Background: Blood stream infection is associated with high mortality and morbidity. Blood cultures are considered the gold standard for diagnosing bacteremia in sepsis patients. However, blood culture results may take at least 12 to 24 hours for a positive result and may even be complicated by contamination. Procalcitonin (PCT) a biomarker for bacterial infection is a test with a quick turn-over time of less than 20 minutes and blood sample as little as 0.5mL. The purpose of this study is to identify whether procalcitonin level can be used to determine the risk of bacteremia in hospitalized patients.
Methods: Retrospective analysis of medical records of adult hospitalized patients with suspected bacterial infection and PCT and blood cultures drawn within 24 hours from January 1, 2017 to April 30, 2017 was done in a tertiary medium-sized hospital. A total of 339 records were included for analysis. Based on our lab results procalcitonin value < 0.5 ng/mL defined as low and 0.5 or above defined as elevated procalcitonin. Sensitivity, specificity, positive predictive value and negative predictive value were calculated to assess the performance of procalcitonin levels and blood stream infection. A generalized estimating equation (GEE) was then used to evaluate the differences in length of stay (LOS) and blood stream infection results between patients with high and low procalcitonin.
Results: The mean age was 66 ±17 years and 50% of patients were male.

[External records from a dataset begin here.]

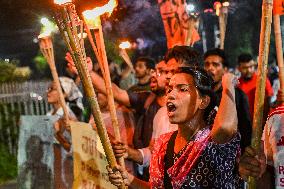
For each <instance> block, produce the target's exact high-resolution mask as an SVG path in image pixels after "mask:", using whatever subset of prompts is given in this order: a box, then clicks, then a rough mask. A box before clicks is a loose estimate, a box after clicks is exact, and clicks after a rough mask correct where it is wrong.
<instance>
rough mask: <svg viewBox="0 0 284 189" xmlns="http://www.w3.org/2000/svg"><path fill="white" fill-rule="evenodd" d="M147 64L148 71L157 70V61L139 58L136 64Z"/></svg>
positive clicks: (136, 60) (149, 58)
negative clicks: (156, 63) (153, 69)
mask: <svg viewBox="0 0 284 189" xmlns="http://www.w3.org/2000/svg"><path fill="white" fill-rule="evenodd" d="M138 61H139V62H145V66H146V68H147V69H155V61H154V60H153V59H152V58H149V57H139V58H138V59H137V60H136V62H138Z"/></svg>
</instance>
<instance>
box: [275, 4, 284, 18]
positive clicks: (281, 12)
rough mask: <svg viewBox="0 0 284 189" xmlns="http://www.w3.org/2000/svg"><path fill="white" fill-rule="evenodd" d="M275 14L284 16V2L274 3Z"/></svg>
mask: <svg viewBox="0 0 284 189" xmlns="http://www.w3.org/2000/svg"><path fill="white" fill-rule="evenodd" d="M273 14H274V15H276V14H279V15H282V14H284V0H274V1H273Z"/></svg>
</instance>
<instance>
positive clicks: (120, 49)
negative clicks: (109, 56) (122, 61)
mask: <svg viewBox="0 0 284 189" xmlns="http://www.w3.org/2000/svg"><path fill="white" fill-rule="evenodd" d="M119 55H120V56H121V57H122V58H123V60H124V61H125V63H126V64H127V66H128V67H129V68H130V70H131V71H132V72H135V70H134V68H133V64H132V62H131V59H130V58H129V56H128V53H127V51H126V49H124V48H121V49H120V50H119Z"/></svg>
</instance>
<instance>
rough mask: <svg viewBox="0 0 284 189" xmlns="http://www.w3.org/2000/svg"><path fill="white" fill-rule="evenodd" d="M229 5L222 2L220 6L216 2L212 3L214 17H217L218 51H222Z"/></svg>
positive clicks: (223, 43) (224, 41)
mask: <svg viewBox="0 0 284 189" xmlns="http://www.w3.org/2000/svg"><path fill="white" fill-rule="evenodd" d="M229 5H230V3H229V2H227V1H226V2H223V3H222V4H221V3H220V2H218V1H217V2H215V3H214V8H215V9H216V15H217V16H219V28H220V49H224V43H225V34H226V27H227V19H228V7H229Z"/></svg>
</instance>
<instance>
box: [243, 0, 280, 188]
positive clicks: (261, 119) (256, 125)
mask: <svg viewBox="0 0 284 189" xmlns="http://www.w3.org/2000/svg"><path fill="white" fill-rule="evenodd" d="M272 7H273V0H263V2H262V17H261V30H260V39H259V53H258V54H259V57H258V68H257V78H256V90H255V99H257V100H255V101H254V113H253V125H252V140H251V146H252V147H253V148H254V149H255V150H256V151H257V152H259V150H260V146H261V136H262V118H263V107H264V97H265V83H266V82H265V81H266V76H267V64H268V55H269V45H270V34H271V23H272ZM281 56H282V55H281ZM248 188H249V189H255V188H256V179H255V178H254V177H251V176H250V177H249V179H248Z"/></svg>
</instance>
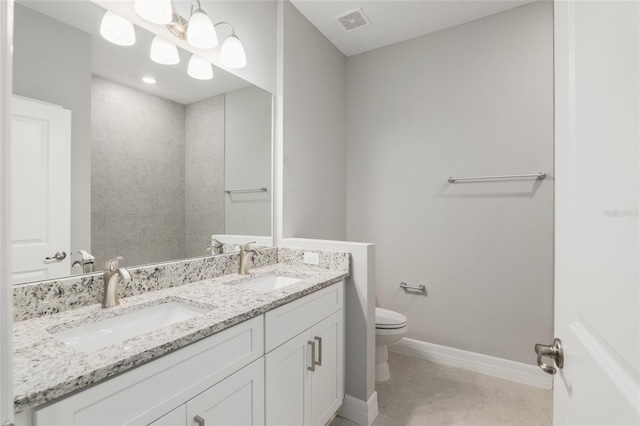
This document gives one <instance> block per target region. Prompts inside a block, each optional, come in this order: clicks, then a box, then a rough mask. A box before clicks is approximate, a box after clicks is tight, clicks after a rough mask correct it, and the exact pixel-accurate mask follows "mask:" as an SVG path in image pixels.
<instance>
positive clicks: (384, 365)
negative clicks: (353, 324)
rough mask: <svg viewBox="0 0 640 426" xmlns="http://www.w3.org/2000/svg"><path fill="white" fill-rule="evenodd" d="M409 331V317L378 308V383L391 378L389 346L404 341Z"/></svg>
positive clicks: (377, 327)
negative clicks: (390, 371)
mask: <svg viewBox="0 0 640 426" xmlns="http://www.w3.org/2000/svg"><path fill="white" fill-rule="evenodd" d="M408 330H409V327H408V326H407V317H405V316H404V315H402V314H399V313H397V312H394V311H390V310H388V309H382V308H376V382H386V381H387V380H389V378H390V377H391V374H390V373H389V351H388V349H387V346H388V345H391V344H393V343H395V342H397V341H398V340H400V339H402V338H403V337H404V335H405V334H407V331H408Z"/></svg>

The performance measures of procalcitonin in determining blood stream infection showed a sensitivity of 64%; specificity of 65%; positive predictive value of 13% and negative predictive value of 96%. The over-all statistical accuracy rate was 65%. Patients who had a high procalcitonin level were younger compared to patients with low procalcitonin level (63±17 vs 69±18 yr, p=0.001). High procalcitonin level is associated with longer LOS (median=6 vs 4, p<0.001) and higher risk of blood stream infection (13% vs 4%, p=0.007). The differences were maintained even after adjusting for age differences in the two groups.
Conclusions: Our result shows that an elevated procalcitonin level may not accurately determine bacteremia. However, low procalcitonin can effectively rule out bacteremia. Further study is required to identify an optimal cut-off value to rule out blood stream infection.